The Foreign Account Tax Compliance Act (FATCA) was established in 2010 to set an international tax standard for US taxpayer information. It requires that foreign financial institutions report on foreign assets held by US taxpayers on an annual basis. The IRS requires this information to assess taxes owed and to close tax loopholes. It also limits but not curtails individuals and corporations from moving assets overseas to avoid taxes.
What You Need to Do to Comply with FATCA
The Internal Revenue Service (IRS) has specific instructions for both individuals and corporations. They also have set a certain asset level for compliance. All individuals that have foreign financial assets of more than $50,000 have to report those assets or risk severe penalties. There are certain exceptions to this which are listed on the IRS website. US corporations required to withhold 30% of their source payments to foreign corporations. They also need to report IRS information on certain non-financial foreign entities. Foreign corporations can elect to withhold 30% on payments but are not required to do so.
What is the Reason behind FATCA?
FATCA was originally established as part of a revenue stimulus package. The Hiring Incentives to Restore Employment (HIRE) Act provided the means to crack down on tax evaders and create an incentive for US corporations to remain in the US. Its primary purpose was to recover taxes owed by US citizens from these foreign entities.

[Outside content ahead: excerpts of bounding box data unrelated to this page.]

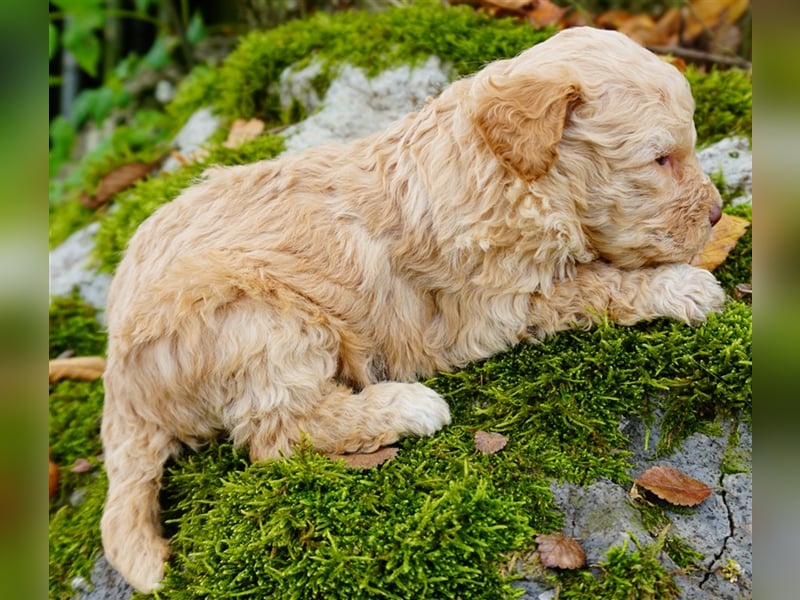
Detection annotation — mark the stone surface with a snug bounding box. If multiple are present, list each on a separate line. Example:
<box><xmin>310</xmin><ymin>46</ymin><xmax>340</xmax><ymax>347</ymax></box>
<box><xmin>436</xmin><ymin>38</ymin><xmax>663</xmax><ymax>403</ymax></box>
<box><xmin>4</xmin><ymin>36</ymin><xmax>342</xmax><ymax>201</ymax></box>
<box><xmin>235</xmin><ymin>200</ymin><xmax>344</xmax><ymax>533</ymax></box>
<box><xmin>697</xmin><ymin>137</ymin><xmax>753</xmax><ymax>205</ymax></box>
<box><xmin>282</xmin><ymin>57</ymin><xmax>450</xmax><ymax>153</ymax></box>
<box><xmin>518</xmin><ymin>415</ymin><xmax>753</xmax><ymax>600</ymax></box>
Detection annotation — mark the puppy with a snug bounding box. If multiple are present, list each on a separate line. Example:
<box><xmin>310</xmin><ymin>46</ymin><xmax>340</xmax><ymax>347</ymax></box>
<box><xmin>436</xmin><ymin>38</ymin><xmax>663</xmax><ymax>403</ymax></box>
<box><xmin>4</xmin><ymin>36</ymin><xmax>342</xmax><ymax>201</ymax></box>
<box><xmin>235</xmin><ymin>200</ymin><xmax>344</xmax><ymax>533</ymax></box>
<box><xmin>102</xmin><ymin>28</ymin><xmax>724</xmax><ymax>592</ymax></box>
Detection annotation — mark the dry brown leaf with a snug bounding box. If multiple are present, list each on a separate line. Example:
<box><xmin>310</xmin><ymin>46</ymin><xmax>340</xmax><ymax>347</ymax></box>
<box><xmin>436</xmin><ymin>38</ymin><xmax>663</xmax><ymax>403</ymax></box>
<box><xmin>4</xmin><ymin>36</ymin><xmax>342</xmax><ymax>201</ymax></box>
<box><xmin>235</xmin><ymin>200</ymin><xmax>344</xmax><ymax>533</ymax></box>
<box><xmin>536</xmin><ymin>534</ymin><xmax>586</xmax><ymax>569</ymax></box>
<box><xmin>327</xmin><ymin>446</ymin><xmax>399</xmax><ymax>469</ymax></box>
<box><xmin>733</xmin><ymin>283</ymin><xmax>753</xmax><ymax>300</ymax></box>
<box><xmin>634</xmin><ymin>466</ymin><xmax>711</xmax><ymax>506</ymax></box>
<box><xmin>70</xmin><ymin>458</ymin><xmax>93</xmax><ymax>473</ymax></box>
<box><xmin>525</xmin><ymin>0</ymin><xmax>570</xmax><ymax>27</ymax></box>
<box><xmin>683</xmin><ymin>0</ymin><xmax>750</xmax><ymax>40</ymax></box>
<box><xmin>81</xmin><ymin>159</ymin><xmax>161</xmax><ymax>208</ymax></box>
<box><xmin>222</xmin><ymin>119</ymin><xmax>264</xmax><ymax>148</ymax></box>
<box><xmin>475</xmin><ymin>431</ymin><xmax>508</xmax><ymax>454</ymax></box>
<box><xmin>50</xmin><ymin>356</ymin><xmax>106</xmax><ymax>383</ymax></box>
<box><xmin>49</xmin><ymin>458</ymin><xmax>58</xmax><ymax>498</ymax></box>
<box><xmin>689</xmin><ymin>213</ymin><xmax>750</xmax><ymax>271</ymax></box>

What groups and organizations are affected by FATCA?
Multi-national corporations are the most affected by FATCA. All foreign entities that conduct business in the US definitely need to comply with this act. US corporations who do business with foreign entities also need to be compliant. Individuals that have foreign assets need to be concerned with complying with this act to a certain degree. There is no set provision for setting a tax on these assets.
Intergovernmental agreements (IGAs) provide some guidelines for data collected including foreign taxes paid by US taxpayers and corporations. These guidelines provide a safeguard, so taxpayers are not paying twice for the same asset. They also have helped businesses set financial standards.
How Professional Tax Preparers and Accountants Can Help You
Various international tax preparation services include the forms and documentation you’ll need to comply with this act. They can help you with the complex international taxes that your company or you personally may owe a foreign entity. Navigating the sea of “red tape” that foreign governments have in place is an important benefit that many professional tax preparers offer. The advantages of using professional tax preparers vs doing it by yourself are numerous.
The FATCA has made a dent in capturing tax evaders and creating an international standard for taxes. It has helped corporations and individuals recover funds. It has also created an incentive for some businesses to remain in the US. Tax preparers that regularly work with foreign entities have a much clearer understanding of foreign tax codes and regulations.